Angaben zu Art, Umfang und Dauer der Auskunftsmaßnahmen

In der Anordnung müssen darüber hinaus Art, Umfang und Dauer der angeordneten Auskunftsmaßnahmen angegeben werden. Zu beachten ist, dass eine Auskunftsanordnung nach den §§ § 100g Strafprozeßordnung (StPO), § 100h Strafprozeßordnung (StPO) StPO nicht nur über bereits geschehene und beim Anbieter gespeicherte Kommunikationsvorgänge angeordnet werden kann, sondern auch auf zukünftige Verkehrsdaten erstreckt werden darf. In solchen Fällen ist die Anordnung auf maximal drei Monate zu befristen. Es sind aber Verlängerungen möglich, die wiederum auf jeweils maximal drei Monate befristet werden müssen.

Anordnung formal korrekt? Unverzüglich Auskunft geben!

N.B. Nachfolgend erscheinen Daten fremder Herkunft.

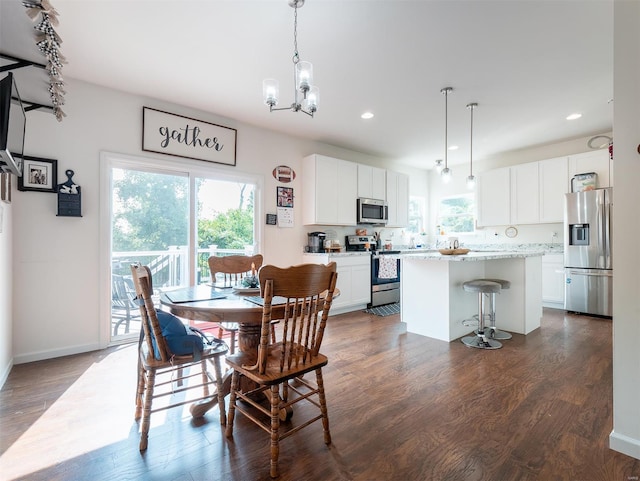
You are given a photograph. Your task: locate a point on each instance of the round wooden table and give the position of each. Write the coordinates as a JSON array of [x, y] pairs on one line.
[[234, 307]]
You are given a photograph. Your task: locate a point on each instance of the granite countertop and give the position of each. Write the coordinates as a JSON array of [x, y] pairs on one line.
[[471, 256], [340, 254]]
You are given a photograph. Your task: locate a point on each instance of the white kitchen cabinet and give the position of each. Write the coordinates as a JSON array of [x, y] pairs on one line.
[[398, 199], [553, 281], [371, 182], [525, 194], [329, 191], [494, 197], [594, 161], [354, 279], [553, 180]]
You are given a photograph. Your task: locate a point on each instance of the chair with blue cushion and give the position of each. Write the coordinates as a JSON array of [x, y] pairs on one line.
[[168, 353]]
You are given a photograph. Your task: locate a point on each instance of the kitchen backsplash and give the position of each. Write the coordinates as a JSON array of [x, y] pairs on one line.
[[546, 237]]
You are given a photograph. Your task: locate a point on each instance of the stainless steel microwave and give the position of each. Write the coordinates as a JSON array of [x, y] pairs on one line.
[[372, 211]]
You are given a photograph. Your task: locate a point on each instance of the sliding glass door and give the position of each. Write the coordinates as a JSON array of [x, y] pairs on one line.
[[171, 219]]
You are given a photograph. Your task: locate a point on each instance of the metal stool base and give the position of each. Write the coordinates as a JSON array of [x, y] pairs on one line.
[[494, 333], [480, 342]]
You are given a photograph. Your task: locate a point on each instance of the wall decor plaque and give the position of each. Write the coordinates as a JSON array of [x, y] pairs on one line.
[[172, 134], [284, 174]]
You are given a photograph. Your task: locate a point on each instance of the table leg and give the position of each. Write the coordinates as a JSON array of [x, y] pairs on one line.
[[248, 341]]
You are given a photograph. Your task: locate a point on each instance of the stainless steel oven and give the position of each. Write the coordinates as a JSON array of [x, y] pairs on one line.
[[385, 278]]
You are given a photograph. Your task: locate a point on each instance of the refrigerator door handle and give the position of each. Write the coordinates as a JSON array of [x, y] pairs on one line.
[[607, 236], [588, 272]]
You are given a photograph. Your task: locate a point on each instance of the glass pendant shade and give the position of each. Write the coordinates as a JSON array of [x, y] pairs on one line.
[[304, 76], [313, 97], [446, 175], [270, 92], [471, 182]]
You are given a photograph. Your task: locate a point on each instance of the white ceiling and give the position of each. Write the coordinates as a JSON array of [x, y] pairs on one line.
[[527, 63]]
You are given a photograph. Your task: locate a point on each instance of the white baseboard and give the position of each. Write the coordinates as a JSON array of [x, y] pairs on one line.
[[42, 355], [5, 373], [624, 444], [553, 305]]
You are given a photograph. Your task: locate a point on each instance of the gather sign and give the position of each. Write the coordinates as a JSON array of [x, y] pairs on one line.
[[172, 134]]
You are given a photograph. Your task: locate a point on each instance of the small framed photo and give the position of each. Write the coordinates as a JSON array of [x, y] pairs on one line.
[[38, 174], [5, 187], [285, 196]]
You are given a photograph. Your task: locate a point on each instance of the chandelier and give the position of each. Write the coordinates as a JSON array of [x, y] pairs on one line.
[[446, 172], [302, 78], [471, 180]]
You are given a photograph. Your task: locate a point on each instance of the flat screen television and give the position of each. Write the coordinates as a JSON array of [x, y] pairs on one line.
[[13, 123]]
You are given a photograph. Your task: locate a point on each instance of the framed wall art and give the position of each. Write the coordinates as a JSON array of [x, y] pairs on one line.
[[38, 174], [5, 187], [172, 134], [285, 196]]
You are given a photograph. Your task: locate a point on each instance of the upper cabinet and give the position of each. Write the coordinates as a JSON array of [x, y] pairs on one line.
[[552, 175], [594, 161], [397, 199], [525, 194], [531, 193], [329, 191], [494, 197], [371, 182]]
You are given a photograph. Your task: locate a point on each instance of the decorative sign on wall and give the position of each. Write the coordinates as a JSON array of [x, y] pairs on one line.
[[284, 174], [173, 134], [285, 196]]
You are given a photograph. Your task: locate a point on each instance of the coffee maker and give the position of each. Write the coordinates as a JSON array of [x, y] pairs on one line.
[[315, 243]]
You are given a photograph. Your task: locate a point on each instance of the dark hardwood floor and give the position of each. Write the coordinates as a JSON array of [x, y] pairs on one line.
[[401, 407]]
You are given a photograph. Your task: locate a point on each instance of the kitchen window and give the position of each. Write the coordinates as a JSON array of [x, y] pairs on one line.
[[456, 214]]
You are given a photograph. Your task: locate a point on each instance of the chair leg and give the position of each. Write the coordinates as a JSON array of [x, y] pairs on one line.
[[323, 407], [146, 415], [205, 377], [235, 377], [218, 371], [232, 341], [275, 426], [139, 391]]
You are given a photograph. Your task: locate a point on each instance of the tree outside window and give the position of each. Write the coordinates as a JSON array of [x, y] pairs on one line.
[[456, 214]]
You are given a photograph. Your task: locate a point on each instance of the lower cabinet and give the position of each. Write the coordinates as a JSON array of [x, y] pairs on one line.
[[553, 281], [354, 279]]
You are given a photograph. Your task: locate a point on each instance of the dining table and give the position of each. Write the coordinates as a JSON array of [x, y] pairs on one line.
[[234, 306]]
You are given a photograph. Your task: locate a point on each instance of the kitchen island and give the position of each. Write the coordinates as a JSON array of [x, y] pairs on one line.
[[434, 303]]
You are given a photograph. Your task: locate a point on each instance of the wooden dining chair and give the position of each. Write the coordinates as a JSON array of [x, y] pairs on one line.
[[233, 268], [307, 290], [165, 375]]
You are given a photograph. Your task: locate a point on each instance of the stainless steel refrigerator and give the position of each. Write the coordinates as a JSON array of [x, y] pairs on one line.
[[588, 253]]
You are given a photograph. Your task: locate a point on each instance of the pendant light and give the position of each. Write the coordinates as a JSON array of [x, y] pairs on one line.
[[446, 172], [471, 180], [302, 75]]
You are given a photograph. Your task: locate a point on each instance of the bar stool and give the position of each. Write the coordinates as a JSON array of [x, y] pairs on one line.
[[495, 333], [481, 287]]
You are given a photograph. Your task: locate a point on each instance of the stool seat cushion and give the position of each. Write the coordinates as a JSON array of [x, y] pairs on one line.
[[481, 285], [503, 283]]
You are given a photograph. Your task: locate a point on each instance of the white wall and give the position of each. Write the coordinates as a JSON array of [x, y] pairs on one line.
[[541, 233], [625, 436], [6, 275], [56, 298]]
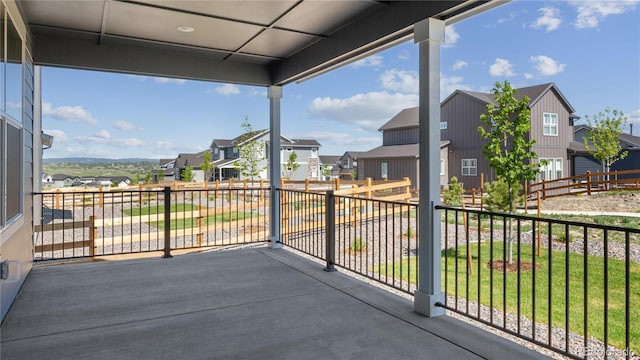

Entspricht die Anordnung den eben genannten formellen Voraussetzungen, so hat der Auskunftsverpflichtete unverzüglich (das heißt so schnell wie möglich) Auskunft über die verlangten Verkehrsdaten zu erteilen. Ebenso wie bei Auskünften über Bestandsdaten haben die mit der Erteilung der Auskunft konkret beauftragten Personen das so genannte Mitteilungsverbot zu beachten und daher gegenüber Dritten Stillschweigen zu wahren.